"As kids, we always loved these. They were something that we had on holidays, especially Easter. All our aunts and our moms and our grandmother made ’em exactly the same way—stuffed with bread crumbs and grated cheese, and sometimes with pignoli nuts to make ’em a little fancier. They took a long time to make and called for a good amount of prep, but for special occasions, it was really worth it. So worth it that we named our pizzeria after the things. In the beginning, we wouldn’t even open the doors to the store if the stuffed artichokes weren’t ready and on the counter. After all, the name of the place is “Artichoke”—how could we not have the best stuffed artichokes in the city? We needed at least two big trays’ worth because they went so fast. No one had ever sold ’em like that before, like fast food, and people went nuts for ’em.
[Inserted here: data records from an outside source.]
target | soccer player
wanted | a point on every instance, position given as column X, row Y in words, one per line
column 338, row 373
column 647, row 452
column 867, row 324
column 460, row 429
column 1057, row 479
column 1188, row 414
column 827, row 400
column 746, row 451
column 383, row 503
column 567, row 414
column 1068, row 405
No kidding!" - Francis Garcia and Salvatore Basille, authors of Staten Italy
Excerpted from the book Staten Italy by Francis Garcia and Salvatore Basille. Reprinted with permission from Grand Central Life and Style. All rights reserved.
Preheat the oven to 425 degrees F.
Mix the bread crumbs and pignoli nuts in a medium bowl until well blended. Set aside.
In a separate bowl, combine the chicken broth, olive oil, garlic, and parsley. Reserve1 cup of the mixture in a separate bowl.
Trim the stems off the bottom of the artichokes and trim about 3 inches from the top (so almost half is trimmed off).
Stuff the bread crumb mixture between the artichoke leaves as tightly as possible.
Arrange the artichokes in a deep baking dish or roasting pan and then pour the chicken broth dressing into the bottom of the pan. It should come about halfway up the sides of the artichokes.
Cover the dish with foil and transfer to the oven. Cook for 1 hour, then remove the foil and cook, uncovered, for 15 minutes more, or until the artichokes and stuffing are golden brown. Before eating, ladle a little of the reserved stuffing over the artichokes. Serve with lemon wedges.